A good hash used to generate your partitions at ingest time should 
prevent such skew at query time.

There's a possibility to split partition range manually afger
> ingestion is complete and rely on default balancer to spread tablets
> accross cluster, however in this case some servers end up overloaded
> compared to others.
> Currently the slowest server (hosting the largest tablet) defines final
> time for search query, so I want to distribute entities accorss the
> cluster so that they are well balanced and all servers spend simillir
> amount of time processing documents though OptimizedQueryIterators.
>
> Konstantin
> --------
> Big Data / Search Consultant
> LinkedIn: linkedin.com/in/kpelykh <http://www.linkedin.com/in/kpelykh>
> Website: www.kpelykh.com <http://www.kpelykh.com>
>
> On Wed, Jul 29, 2015 at 9:18 PM, mohit.kaushik <mohit.kaushik@orkash.com
> <mailto:mohit.kaushik@orkash.com>> wrote:
>
>     If I am not getting you wrong, for this purpose, you can simply
>     pre-split tables based on range to evenly distribute data across
>     tablets.
>     https://accumulo.apache.org/1.7/accumulo_user_manual.html#_pre_splitting_tables
>
>
>
>
>     On 07/30/2015 07:46 AM, Konstantin Pelykh wrote:
>>     In this specific case, ingest happens only once. It's write-once,
>>     read-many type of application, so with such balancer I would want
>>     to balance tablets based on number of entities after ingest is
>>     fully complete.
>>
>>     --------
>>     Big Data / Search Consultant
>>     Cell: +1 (646) 639-3916
>>     E-mail: kpelykh@gmail.com <mailto:kpelykh@gmail.com>
>>     LinkedIn: linkedin.com/in/kpelykh <http://www.linkedin.com/in/kpelykh>
>>     Website: www.kpelykh.com <http://www.kpelykh.com>
>>
>>     On Wed, Jul 29, 2015 at 6:06 PM, dlmarion <dlmarion@comcast.net
>>     <mailto:dlmarion@comcast.net>> wrote:
>>
>>         Hotspotting was the first thing that came to my mind with the
>>         proposed balancer.

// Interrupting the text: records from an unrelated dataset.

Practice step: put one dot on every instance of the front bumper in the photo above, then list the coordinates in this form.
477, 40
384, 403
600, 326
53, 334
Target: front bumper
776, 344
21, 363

The fservers don't keep all the K/V in
>>         memory. You are balancing query and live ingest across your
>>         resources.
>>
>>
>>
>>
>>
>>         -------- Original message --------
>>         From: Eric Newton <eric.newton@gmail.com
>>         <mailto:eric.newton@gmail.com>>
>>         Date: 07/29/2015 8:46 PM (GMT-05:00)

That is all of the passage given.